Get Data¶
This section covers tools to get some data for your projects.
faker: Create Fake Data in One Line of Code¶
!pip install Faker
To quickly create fake data for testing, use faker.
from faker import Faker
fake = Faker()
fake.color_name()
'CornflowerBlue'
fake.name()
'Michael Scott'
fake.address()
'881 Patricia Crossing\nSouth Jeremy, AR 06087'
fake.date_of_birth(minimum_age=22)
datetime.date(1927, 11, 5)
fake.city()
'North Donald'
fake.job()
'Teacher, secondary school'
fetch_openml: Get OpenML’s Dataset in One Line of Code¶
OpenML has many interesting datasets. The easiest way to get OpenML’s data in Python is to use the sklearn.datasets.fetch_openml
method.
In one line of code, you get the OpenML’s dataset to play with!

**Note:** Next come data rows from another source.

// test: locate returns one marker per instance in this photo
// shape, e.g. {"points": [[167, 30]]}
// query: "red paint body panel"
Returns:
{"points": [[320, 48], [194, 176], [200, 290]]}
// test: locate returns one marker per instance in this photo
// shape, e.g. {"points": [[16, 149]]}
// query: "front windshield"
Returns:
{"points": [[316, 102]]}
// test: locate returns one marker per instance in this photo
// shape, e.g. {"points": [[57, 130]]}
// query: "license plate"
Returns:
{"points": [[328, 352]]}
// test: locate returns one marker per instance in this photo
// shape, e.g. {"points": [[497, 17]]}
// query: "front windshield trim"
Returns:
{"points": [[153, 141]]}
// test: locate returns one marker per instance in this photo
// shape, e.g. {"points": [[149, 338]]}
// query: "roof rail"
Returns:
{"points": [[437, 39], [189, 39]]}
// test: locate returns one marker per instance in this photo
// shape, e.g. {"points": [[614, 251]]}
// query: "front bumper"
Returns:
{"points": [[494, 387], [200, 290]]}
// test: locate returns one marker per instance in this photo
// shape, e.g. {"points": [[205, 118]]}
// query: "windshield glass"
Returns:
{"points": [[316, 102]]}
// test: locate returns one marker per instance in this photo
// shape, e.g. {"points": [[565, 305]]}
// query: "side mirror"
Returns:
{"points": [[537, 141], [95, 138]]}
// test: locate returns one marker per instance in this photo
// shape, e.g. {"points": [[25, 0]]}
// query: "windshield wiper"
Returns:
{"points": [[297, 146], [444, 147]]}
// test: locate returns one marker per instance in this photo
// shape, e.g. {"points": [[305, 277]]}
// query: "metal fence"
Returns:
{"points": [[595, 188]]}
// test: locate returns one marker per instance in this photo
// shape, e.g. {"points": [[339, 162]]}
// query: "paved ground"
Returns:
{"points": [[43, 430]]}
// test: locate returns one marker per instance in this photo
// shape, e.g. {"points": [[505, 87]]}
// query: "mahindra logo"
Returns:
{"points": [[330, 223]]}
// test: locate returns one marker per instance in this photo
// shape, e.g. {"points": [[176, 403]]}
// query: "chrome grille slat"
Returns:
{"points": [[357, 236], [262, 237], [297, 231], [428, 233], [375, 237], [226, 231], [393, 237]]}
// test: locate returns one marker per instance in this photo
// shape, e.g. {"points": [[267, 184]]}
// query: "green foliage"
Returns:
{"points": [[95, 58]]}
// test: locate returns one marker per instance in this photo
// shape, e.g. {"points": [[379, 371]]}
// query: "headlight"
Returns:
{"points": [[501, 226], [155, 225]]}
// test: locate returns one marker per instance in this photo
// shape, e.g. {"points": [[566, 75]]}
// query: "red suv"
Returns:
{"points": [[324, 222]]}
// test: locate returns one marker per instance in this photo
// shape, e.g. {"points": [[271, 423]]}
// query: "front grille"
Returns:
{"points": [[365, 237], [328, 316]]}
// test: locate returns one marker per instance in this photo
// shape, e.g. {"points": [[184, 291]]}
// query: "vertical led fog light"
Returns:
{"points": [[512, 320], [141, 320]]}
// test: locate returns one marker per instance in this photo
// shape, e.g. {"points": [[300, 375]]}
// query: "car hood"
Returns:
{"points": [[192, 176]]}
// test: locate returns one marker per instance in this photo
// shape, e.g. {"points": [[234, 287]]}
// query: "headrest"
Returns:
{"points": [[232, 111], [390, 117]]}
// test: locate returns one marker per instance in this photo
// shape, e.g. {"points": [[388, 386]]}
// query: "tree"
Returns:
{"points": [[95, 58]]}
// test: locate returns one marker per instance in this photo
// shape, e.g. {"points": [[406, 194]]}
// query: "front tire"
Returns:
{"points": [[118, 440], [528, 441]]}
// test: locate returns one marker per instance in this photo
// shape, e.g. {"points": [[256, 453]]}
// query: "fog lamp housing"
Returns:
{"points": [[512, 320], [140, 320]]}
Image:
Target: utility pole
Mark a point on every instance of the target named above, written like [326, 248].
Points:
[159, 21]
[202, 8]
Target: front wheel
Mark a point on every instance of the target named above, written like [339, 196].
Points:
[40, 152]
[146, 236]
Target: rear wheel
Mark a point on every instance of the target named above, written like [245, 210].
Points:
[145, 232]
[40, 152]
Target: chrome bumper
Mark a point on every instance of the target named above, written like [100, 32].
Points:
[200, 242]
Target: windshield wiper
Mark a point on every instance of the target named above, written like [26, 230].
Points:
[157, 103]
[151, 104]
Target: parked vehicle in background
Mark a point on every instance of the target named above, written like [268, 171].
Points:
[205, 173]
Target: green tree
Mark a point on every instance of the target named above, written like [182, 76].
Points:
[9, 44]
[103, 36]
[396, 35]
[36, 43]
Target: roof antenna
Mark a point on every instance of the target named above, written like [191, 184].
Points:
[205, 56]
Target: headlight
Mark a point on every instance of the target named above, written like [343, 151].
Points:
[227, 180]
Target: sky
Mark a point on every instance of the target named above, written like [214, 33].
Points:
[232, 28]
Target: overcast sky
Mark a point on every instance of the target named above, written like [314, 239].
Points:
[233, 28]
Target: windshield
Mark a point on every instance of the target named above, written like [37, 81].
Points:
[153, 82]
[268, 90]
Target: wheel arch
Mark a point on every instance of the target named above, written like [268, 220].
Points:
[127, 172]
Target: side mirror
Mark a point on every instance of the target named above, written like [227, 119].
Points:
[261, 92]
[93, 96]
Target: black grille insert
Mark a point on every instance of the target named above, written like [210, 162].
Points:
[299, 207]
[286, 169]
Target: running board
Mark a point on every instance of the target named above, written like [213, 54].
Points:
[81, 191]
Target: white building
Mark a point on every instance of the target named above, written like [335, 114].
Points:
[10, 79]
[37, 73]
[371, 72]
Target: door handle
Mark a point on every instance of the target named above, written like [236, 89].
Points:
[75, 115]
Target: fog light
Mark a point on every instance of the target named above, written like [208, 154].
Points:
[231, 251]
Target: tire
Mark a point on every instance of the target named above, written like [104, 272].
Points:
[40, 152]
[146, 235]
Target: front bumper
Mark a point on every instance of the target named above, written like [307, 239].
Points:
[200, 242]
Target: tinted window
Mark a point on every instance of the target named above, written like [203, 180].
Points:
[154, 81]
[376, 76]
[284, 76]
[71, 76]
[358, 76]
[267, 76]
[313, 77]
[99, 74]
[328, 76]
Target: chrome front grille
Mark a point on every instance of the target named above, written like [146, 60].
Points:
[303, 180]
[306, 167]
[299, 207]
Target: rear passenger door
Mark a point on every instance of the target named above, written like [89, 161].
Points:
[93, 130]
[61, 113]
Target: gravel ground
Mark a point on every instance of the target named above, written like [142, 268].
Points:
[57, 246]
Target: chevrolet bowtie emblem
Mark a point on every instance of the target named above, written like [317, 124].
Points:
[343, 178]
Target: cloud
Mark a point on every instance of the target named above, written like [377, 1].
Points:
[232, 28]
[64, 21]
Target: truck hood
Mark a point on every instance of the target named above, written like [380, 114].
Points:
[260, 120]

from sklearn.datasets import fetch_openml
monk = fetch_openml(name="monks-problems-2", as_frame=True)
print(monk["data"].head(10))
attr1 attr2 attr3 attr4 attr5 attr6
0 1 1 1 1 2 2
1 1 1 1 1 4 1
2 1 1 1 2 1 1
3 1 1 1 2 1 2
4 1 1 1 2 2 1
5 1 1 1 2 3 1
6 1 1 1 2 4 1
7 1 1 1 3 2 1
8 1 1 1 3 4 1
9 1 1 2 1 1 1
Autoscraper¶
!pip install autoscraper
If you want to get the data from some websites, Beautifulsoup makes it easy for you to do so. But can scraping be automated even more? If you are looking for a faster way to scrape some complicated websites such as Stackoverflow, Github in a few lines of codes, try autoscraper.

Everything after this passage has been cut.